Mudah-mudahan seluruh umat Islam lebih suka mencari persatuan dan kesatuan, bukan mencari perbedaan yang mengakibatkan perpecahan, sungguh perpecahan adalah awal kemerosotan yang mengakibatkan kefatalan. Perkecil perbedaan demi sebuah kebersamaan. Tidaklah menjadi masalah berbeda madzhab, asalkan tetap Islam yang masih merujuk pada al-Qur’an dan al-hadist, dan beriman sesuai dengan kemampuannya.

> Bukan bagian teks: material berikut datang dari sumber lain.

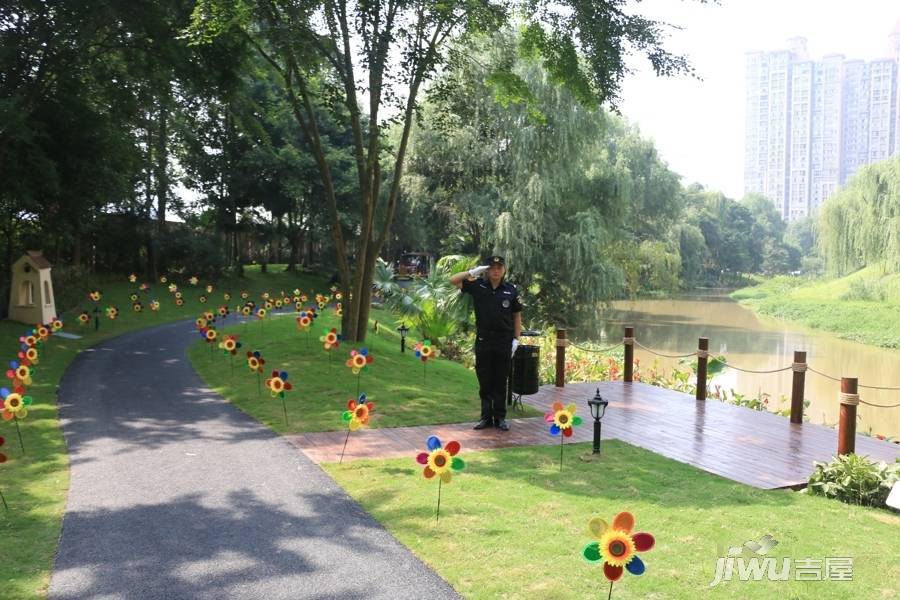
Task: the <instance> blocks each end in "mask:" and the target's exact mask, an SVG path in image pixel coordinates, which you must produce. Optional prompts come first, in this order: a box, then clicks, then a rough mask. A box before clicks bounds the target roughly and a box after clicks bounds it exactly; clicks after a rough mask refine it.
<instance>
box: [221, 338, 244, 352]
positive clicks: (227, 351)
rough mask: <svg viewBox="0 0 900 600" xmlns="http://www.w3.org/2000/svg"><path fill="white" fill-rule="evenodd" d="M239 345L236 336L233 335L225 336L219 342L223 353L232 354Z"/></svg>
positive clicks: (239, 342)
mask: <svg viewBox="0 0 900 600" xmlns="http://www.w3.org/2000/svg"><path fill="white" fill-rule="evenodd" d="M240 347H241V343H240V342H239V341H237V336H235V335H228V336H225V339H224V340H222V341H221V342H219V348H221V349H222V350H224V351H225V354H230V355H232V356H234V355H236V354H237V351H238V349H239V348H240Z"/></svg>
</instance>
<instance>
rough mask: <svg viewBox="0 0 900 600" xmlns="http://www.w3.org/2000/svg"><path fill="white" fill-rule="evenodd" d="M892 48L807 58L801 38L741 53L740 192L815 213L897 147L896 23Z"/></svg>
mask: <svg viewBox="0 0 900 600" xmlns="http://www.w3.org/2000/svg"><path fill="white" fill-rule="evenodd" d="M890 41H891V48H892V55H891V56H890V57H889V58H883V59H878V60H873V61H871V62H864V61H861V60H847V59H846V58H845V57H844V56H843V55H841V54H831V55H828V56H825V57H824V58H822V59H821V60H816V61H813V60H810V58H809V55H808V52H807V47H806V39H805V38H791V39H789V40H787V43H786V46H787V49H785V50H778V51H774V52H749V53H747V55H746V97H745V98H746V107H747V108H746V121H745V140H744V192H745V193H751V192H755V193H760V194H763V195H765V196H767V197H769V198H770V199H771V200H772V202H774V203H775V206H776V207H777V208H778V210H779V212H780V213H781V215H782V217H784V218H785V219H787V220H794V219H798V218H802V217H805V216H808V215H810V214H812V213H813V212H815V211H816V210H817V209H818V208H819V207H820V206H821V205H822V203H823V202H824V201H825V200H826V199H827V198H828V197H829V196H830V195H831V194H833V193H834V192H835V191H836V190H837V189H838V187H840V186H841V185H843V184H844V183H846V181H847V179H848V178H850V177H851V176H852V175H853V174H854V173H855V172H856V171H857V170H858V169H859V168H860V167H861V166H863V165H866V164H869V163H871V162H875V161H879V160H884V159H886V158H888V157H889V156H891V155H892V154H900V22H898V23H897V26H896V27H895V28H894V30H893V32H892V33H891V34H890Z"/></svg>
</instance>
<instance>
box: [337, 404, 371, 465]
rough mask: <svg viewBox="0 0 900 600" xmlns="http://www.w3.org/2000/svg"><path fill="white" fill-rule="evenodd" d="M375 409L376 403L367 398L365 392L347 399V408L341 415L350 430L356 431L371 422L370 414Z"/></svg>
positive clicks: (344, 421) (342, 419)
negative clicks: (373, 402)
mask: <svg viewBox="0 0 900 600" xmlns="http://www.w3.org/2000/svg"><path fill="white" fill-rule="evenodd" d="M374 410H375V404H373V403H372V402H369V401H368V400H366V395H365V394H360V395H359V398H358V399H356V400H348V401H347V410H345V411H344V413H343V415H341V419H342V420H343V421H344V423H346V424H347V426H348V427H349V428H350V431H356V430H357V429H359V428H360V427H362V426H363V425H368V424H369V415H370V414H371V413H372V412H373V411H374ZM342 454H343V453H342Z"/></svg>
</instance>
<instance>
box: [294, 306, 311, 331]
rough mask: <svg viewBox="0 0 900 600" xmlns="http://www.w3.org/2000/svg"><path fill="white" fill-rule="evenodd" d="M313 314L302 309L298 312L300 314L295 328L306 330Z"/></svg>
mask: <svg viewBox="0 0 900 600" xmlns="http://www.w3.org/2000/svg"><path fill="white" fill-rule="evenodd" d="M312 320H313V315H312V314H310V313H309V312H308V311H305V310H304V311H303V312H301V313H300V316H299V317H297V329H299V330H300V331H306V330H307V329H309V326H310V325H312Z"/></svg>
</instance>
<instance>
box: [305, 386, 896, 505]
mask: <svg viewBox="0 0 900 600" xmlns="http://www.w3.org/2000/svg"><path fill="white" fill-rule="evenodd" d="M598 389H599V391H600V394H601V395H602V396H603V397H604V398H605V399H606V400H608V401H609V407H608V408H607V411H606V415H605V416H604V418H603V428H602V432H603V439H610V438H615V439H619V440H622V441H624V442H627V443H629V444H633V445H635V446H640V447H642V448H646V449H647V450H650V451H652V452H656V453H657V454H660V455H662V456H666V457H668V458H671V459H673V460H677V461H679V462H683V463H687V464H690V465H693V466H695V467H697V468H699V469H703V470H704V471H707V472H710V473H713V474H716V475H719V476H722V477H725V478H727V479H731V480H733V481H738V482H740V483H744V484H746V485H750V486H753V487H757V488H762V489H774V488H782V487H796V486H801V485H804V484H805V483H806V481H807V479H808V478H809V475H810V474H811V473H812V471H813V469H814V464H813V463H814V462H816V461H820V462H822V461H827V460H830V459H831V457H832V456H834V454H835V453H836V452H837V431H836V430H834V429H830V428H828V427H824V426H822V425H815V424H813V423H803V424H792V423H790V422H789V421H788V419H786V418H784V417H780V416H778V415H775V414H773V413H769V412H760V411H755V410H751V409H748V408H743V407H739V406H734V405H731V404H726V403H724V402H719V401H716V400H708V401H705V402H698V401H697V400H695V399H694V398H693V397H692V396H690V395H688V394H683V393H680V392H675V391H672V390H666V389H663V388H658V387H654V386H651V385H647V384H644V383H624V382H621V381H613V382H594V383H575V384H568V385H567V386H566V387H565V388H556V387H554V386H543V387H541V389H540V390H539V391H538V393H537V394H534V395H533V396H525V397H524V398H523V400H524V401H525V402H526V403H528V404H530V405H531V406H534V407H535V408H538V409H540V410H542V411H546V410H549V409H550V407H551V405H552V404H553V402H554V401H556V400H559V401H560V402H562V403H563V404H569V403H574V404H575V405H576V406H578V414H580V415H581V416H582V418H583V419H584V421H585V423H584V425H583V426H581V427H578V428H576V430H575V435H574V436H573V437H572V438H571V441H572V442H589V441H591V440H592V437H593V425H592V421H591V417H590V411H589V410H588V405H587V401H588V399H590V398H592V397H593V396H594V392H595V390H598ZM510 417H511V420H510V423H511V425H512V430H511V431H509V432H503V431H500V430H497V429H489V430H484V431H473V430H472V425H473V424H474V423H457V424H452V425H426V426H420V427H398V428H393V429H372V430H361V431H358V432H355V433H353V434H352V435H351V436H350V442H349V443H348V445H347V451H346V453H345V455H344V460H345V461H349V460H356V459H359V458H381V457H385V458H386V457H396V456H409V457H410V460H412V459H413V457H414V456H415V454H416V453H417V452H419V451H421V450H423V449H424V447H425V440H426V438H427V437H428V436H429V435H437V436H438V437H439V438H441V439H442V440H445V441H446V440H451V439H456V440H457V441H459V442H460V443H461V444H462V446H463V448H464V449H466V450H489V449H493V448H503V447H509V446H521V445H544V444H552V443H553V442H554V438H552V437H551V436H550V435H549V434H548V432H547V425H546V424H545V423H544V421H543V419H542V418H541V417H534V418H529V419H516V418H515V411H512V412H511V413H510ZM345 436H346V433H345V432H340V431H331V432H321V433H305V434H297V435H293V436H288V439H289V441H290V442H291V443H292V444H294V445H295V446H297V447H298V448H300V449H302V450H303V451H304V452H305V453H306V454H307V455H308V456H309V457H310V459H311V460H313V461H315V462H333V461H337V460H338V458H339V457H340V452H341V447H342V445H343V443H344V437H345ZM856 452H857V454H865V455H868V456H870V457H871V458H873V459H876V460H885V461H888V462H893V461H894V460H895V459H896V458H898V457H900V445H898V444H893V443H890V442H885V441H881V440H877V439H874V438H869V437H865V436H857V438H856Z"/></svg>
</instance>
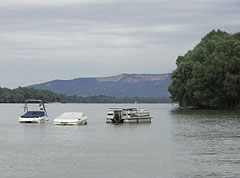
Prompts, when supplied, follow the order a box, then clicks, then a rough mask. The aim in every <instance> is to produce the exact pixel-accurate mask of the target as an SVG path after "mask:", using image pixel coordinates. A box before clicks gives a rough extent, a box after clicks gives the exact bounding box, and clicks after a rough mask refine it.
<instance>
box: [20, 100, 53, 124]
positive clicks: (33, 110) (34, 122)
mask: <svg viewBox="0 0 240 178" xmlns="http://www.w3.org/2000/svg"><path fill="white" fill-rule="evenodd" d="M30 104H37V105H38V109H37V110H29V106H28V105H30ZM18 120H19V122H20V123H41V122H46V121H49V118H48V115H47V111H46V108H45V105H44V104H43V102H42V100H26V101H25V105H24V114H23V115H22V116H20V117H19V118H18Z"/></svg>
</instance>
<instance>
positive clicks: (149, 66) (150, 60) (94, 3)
mask: <svg viewBox="0 0 240 178" xmlns="http://www.w3.org/2000/svg"><path fill="white" fill-rule="evenodd" d="M212 29H221V30H224V31H227V32H229V33H235V32H239V31H240V1H239V0H181V1H178V0H0V86H1V87H8V88H15V87H18V86H27V85H30V84H36V83H40V82H46V81H49V80H54V79H72V78H78V77H95V76H111V75H117V74H121V73H168V72H172V70H174V69H175V68H176V65H175V61H176V58H177V56H178V55H184V54H185V53H186V52H187V51H188V50H189V49H192V48H193V47H194V46H195V45H196V44H197V43H198V42H199V41H200V40H201V38H202V37H203V36H204V35H206V34H207V33H208V32H209V31H211V30H212Z"/></svg>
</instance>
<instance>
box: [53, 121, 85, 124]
mask: <svg viewBox="0 0 240 178" xmlns="http://www.w3.org/2000/svg"><path fill="white" fill-rule="evenodd" d="M86 124H87V120H84V121H80V122H64V121H63V122H62V121H54V125H86Z"/></svg>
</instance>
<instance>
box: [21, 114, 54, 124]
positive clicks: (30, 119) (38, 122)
mask: <svg viewBox="0 0 240 178" xmlns="http://www.w3.org/2000/svg"><path fill="white" fill-rule="evenodd" d="M18 121H19V122H20V123H44V122H46V121H49V118H48V117H46V116H44V117H38V118H22V117H19V119H18Z"/></svg>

Malang, 30 Mei 2010 Facebook :Halimi zuhdy
Wallahu ‘alam bi al-shawab.


[1] Baiturrahman terdiri dari dua kata “bait” dan “rahman”, bait berarti rumah, rahman bermakna pengasih, kalau saya artikan Rumah Allah yang maha pengasih. Bait penggunaannya lebih ‘am (umum) seperti بيتنا، بيت الله، بيت الإبرة،بيت العنكبوت، بيت القصيد, berbeda dengan manzil, dar dll. Kecuali bait disandingkan dengan Allah, maka menjadi baittullah artinya Masjid Haram pada khususnya dan masjid-masjid pada umumnya. Sedangkan Rahman berasal dari rahima-yarhamu-rahmah (menaruh kasih sayang, menyayangi), sedangkan rahman, sudah berubah wazan mengikuti wazan fa’lan, merupakan sighat mubalaghah (bentuk kata yang bermakna sangat). Mudah-mudahan masjid baiturrahman, menjadi masjid silaturrahim yang diberkahi, dan menjadi masjid yang mampu memberikan nuansa pemersatuan umat.